The Paul D. Coverdell World Wise Schools program of the Peace Corps provides resources to enrich the K-12 classroom (many can be modified for college-level classes) ranging from publications, speakers, volunteer stories, multimedia, service learning, classroom projects, and lesson plans. Many of the lesson plans include exercises and simulations for teaching diversity in social studies, science, literature, and psychology classes.

10. You Are Sexually Attracted to Your Parents And Yourself

According to research by R. Chris Fraley and Michael J. Marks, ”Westermarck, Freud, and the Incest Taboo: Does Familial Resemblance Activate Sexual Attraction?” Published online in the ”Personality and Social Psychology Bulletin” July 20, 2010, and summarized here, ”People appear to be drawn to others who resembler their kin or themselves”. The summary reports that ”All three experiments support the Freudian idea that we have subconscious mechanisms that make us attracted to features that remind us of our own, and that cultural taboos against incest exist to override that primitive drive.”

11. 5 Reliable Findings From Happiness Research

John Grohol compiled this list including lottery winnings create only short-term happiness, the importance of relationships and experiences over money and possessions, and how we can control about 40-50% of our own happiness and briefly discusses some of the criticisms of the positive psychology movement.

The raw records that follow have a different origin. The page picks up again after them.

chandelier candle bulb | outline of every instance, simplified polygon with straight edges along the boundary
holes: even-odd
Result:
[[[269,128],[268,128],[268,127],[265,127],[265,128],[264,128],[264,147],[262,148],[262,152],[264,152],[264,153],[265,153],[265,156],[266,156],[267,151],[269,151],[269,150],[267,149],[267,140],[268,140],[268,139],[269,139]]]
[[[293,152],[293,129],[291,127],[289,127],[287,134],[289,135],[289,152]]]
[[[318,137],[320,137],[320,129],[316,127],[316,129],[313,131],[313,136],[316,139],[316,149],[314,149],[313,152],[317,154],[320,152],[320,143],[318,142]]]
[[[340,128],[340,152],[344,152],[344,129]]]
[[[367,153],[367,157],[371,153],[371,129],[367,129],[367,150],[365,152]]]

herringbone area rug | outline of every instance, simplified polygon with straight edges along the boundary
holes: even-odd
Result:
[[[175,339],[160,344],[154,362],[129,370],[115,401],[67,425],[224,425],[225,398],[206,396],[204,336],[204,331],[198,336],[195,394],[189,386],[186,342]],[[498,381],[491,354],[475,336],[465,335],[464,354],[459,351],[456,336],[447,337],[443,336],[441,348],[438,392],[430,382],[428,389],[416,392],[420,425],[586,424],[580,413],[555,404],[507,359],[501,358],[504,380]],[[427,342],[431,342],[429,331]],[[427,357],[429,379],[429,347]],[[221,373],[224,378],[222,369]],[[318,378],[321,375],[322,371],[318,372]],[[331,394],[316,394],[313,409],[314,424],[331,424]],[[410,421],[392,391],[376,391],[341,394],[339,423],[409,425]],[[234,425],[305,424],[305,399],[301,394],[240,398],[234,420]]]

12. Science Fair Projects and Experiments

Topics, ideas, resources, and sample projects for primary, elementary, middle and high school students and teachers compiled by Julian Rubin. Includes science fair projects types, the scientific method, the display board for many topics in Psychology and Human Behavior. Personality projects include: Myers-Briggs type indicator, addictive behavior, birth order, stress and self-esteem, mood and humor, and more. With minor modifications, some topics and projects may also be suitable for college-level laboratory classes in personality psychology.

13. TED Talk: Sheena Iyengar, Psycho-Economist On the Art of Choosing

For Americans, choosing is a way of asserting our individuality, while in other cultures deferring to the choices of respected others is a way of creating community and fostering harmony. Her her talk about her work on choice, locus of control, and culture, including the famous 24 varieties of jam study, in this TED talk. (Posted July 2010. Duration: 24:05)

14. Personality May Influence Brain Shrinkage in Aging

Studying MRI images of volunteers aged 44-88 researchers found ”lower volumes of gray matter in the frontal and medial temporal brain regions of volunteers who ranked high in neuroticism traits, compared with higher volumes of gray matter in those who ranked high in conscientious traits” according to research by Jonathan Jackson, David A. Balota, and Denise Head published in the journal ”Neurobiology and Aging” and summarized in this article from ”Science Daily”, April 27, 2010.

15. Changing Thoughts Key to Battling Even Severe Depression

”Moderate to severely depressed clients showed greater improvement in cognitive therapy when therapists emphasized changing how they think rather than how they behave, new research has found.” According to research by Daniel R. Strunk, Melissa A. Brotman and Robert J. DeRubeis published in the journal Behaviour Research and Therapy, and summarized in this article from ”Science Daily”, May 14, 2010.

16. Sigmund Freud

Excellent overview of Freud’s life, theory, therapy, and references, including a critical look at the claim to scientific status of his theory and the efficacy of psychoanalytic therapy.